7

I used a specific authorization policy for user log in, so created custom Authorization Handler. And I would like to display use a specific alert message if they failed the policy. I read the documentation and found that I could access AuthorizationFilterContext via casting AuthorizationHandlerContext. I tried to add message to HttpContext.Items property and access it in my controller, but it returns false when i check it with TryGetValue method.

if (context.HasFailed && context.Resource is AuthorizationFilterContext mvcContext)
{
 mvcContext.HttpContext.Items["message"] = "alert message";
}

and this is the code i used in controller action that will be executed when authorization has failed, 

public IActionResult Login()
        {
            bool t = HttpContext.Items.TryGetValue("message", out Object e);
            //t is false
            TempData["message"] = e as string;
            return View();
        }

and this is startup class where i registered all authentication services.

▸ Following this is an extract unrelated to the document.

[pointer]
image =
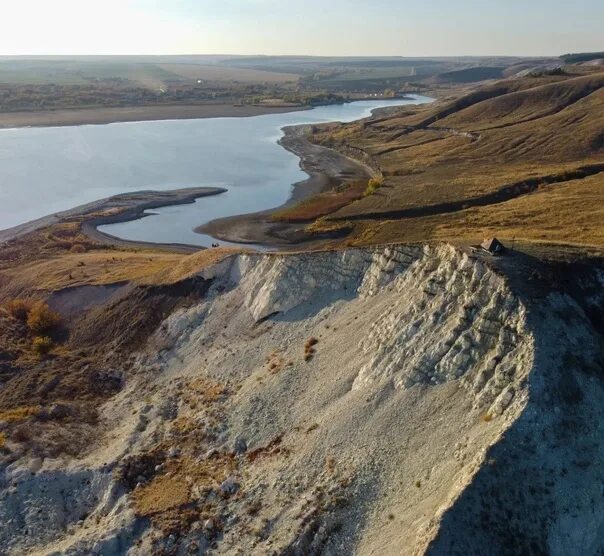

services.AddAuthentication(CookieAuthenticationDefaults.AuthenticationScheme)
                    .AddCookie(options =>
                    {
                        options.AccessDeniedPath = "/Account/Login";
                        options.LoginPath = "/Account/Login";
                    });
            services.AddAuthorization(options =>
            {
                options.AddPolicy("CustomRequirement", policy => policy.Requirements.Add(new CustomRequirement()));
            });

Is there any way i could work it out?

added full handler. 

public class CustomRequirementHandler : AuthorizationHandler<CustomRequirement>
    {

        protected override Task HandleRequirementAsync(AuthorizationHandlerContext context, CustomRequirement requirement)
        {
            Dictionary<string, string> claims = context.User.Claims.ToDictionary(p => p.Type, p => p.Value);
            if (claims.TryGetValue("SessionId", out string sessionId) && claims.TryGetValue("UserId", out string userName) )
            {
                bool qq = ;//we check session id and user id that is stored in our database, true if valid.
                if (qq)
                {
                    context.Succeed(requirement);
                }
                else
                {
                    context.Fail();
                }
            }
            else
            {
                context.Fail();
            }

            if (context.HasFailed && context.Resource is AuthorizationFilterContext mvcContext)


   {
            var tempData = _tempDictionaryFactory.GetTempData(mvcContext.HttpContext);
            tempData["message"] = "alert message";
        }

        return Task.CompletedTask;
    }
}

I guess add this will make dependency injected?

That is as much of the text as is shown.